Kara explained how the initial idea for the jam was inspired by a Nicki Minaj video where she asks, "Why should I be called a bitch when I'm being assertive but a man is called a boss?" 



There’s kind of this problem out there where women who are assertive or ambitious or outspoken are labelled as bitches. This is a problem for women in all kinds of situations and careers right? As an independent artist, this topic really hits home for me. You have to be self-promotional. You have to be assertive to get anywhere and to get anyone to pay attention to you work. And you have to be comfortable delegating tasks unless you can somehow manage to do everything by yourself all the time. 

So Boss Up seemed like an appropriate starting point for the jam, also because the word is linked to gaming of course!

I ended up in a group with 4 cool ladies: Nicole Aouad, Kara Stone, Kim Hoang and Maeve Levasseur. Each of us had a pretty different skill set and experience level, so it was the ideal group environment to get something like this started. 




If you have the right hardware, anything can be made into a controller. All you need is something conductive on the object so that the response can be fed back to the computer. Kim threw out the idea that we should do something with a pink wig and high heels. That set the ball rolling.

Coding. Shopping. Drawing. Sewing. TA-DA!




Nicki Homaj: a tongue-in-cheek game where you’re dressed up as a Nicki Minaj-type character and you’re fighting off annoying comments by a jerky guy by flipping your fancy pink hair and stomping your feet (in extra extra high heels). 

The more you let him get away with it, the more he starts to win. But if you stomp your heels, you start to slow him down and if you flip your hair, his comments disappear and his mojo drops. You need to keep the air clear of his comments and stomp away your frustration to win!

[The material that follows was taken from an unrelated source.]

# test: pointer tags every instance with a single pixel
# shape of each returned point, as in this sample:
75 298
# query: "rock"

You can play the game HERE.

Now to be fair, the game was actually pretty hard to play. The heels were ridiculously high—to the point that your thighs were burning by the end. You had to be pretty precise with your stomping to actually get points. The wig was also hot and itchy and, well, it’s harder than it looks to strut down the street and flip your hair all at the same time.

GAMERella produced some really cool-looking games and there was a massive range of ideas. Here are a couple others:







I also have to give props to the CBC for also covering the event in a pretty fair, well-researched way. You could tell they tried hard to give an accurate representation of what was going on and why we were doing this.

Something that really strikes me about the indie scene is how limitless the imagination is. Scarcity of $$ resources sometimes leads to incredibly creative innovations.The video games created at these jams are much more like interactive art with digital components than traditional AAA games. There was something really cathartic about joining a group and contributing ideas, rather than just sitting on the outside trying the capture the feeling of what it might be like on camera. As a visual artist, the more I learn about the communities, programs and resources at my disposal, the more I wish I had discovered this world earlier.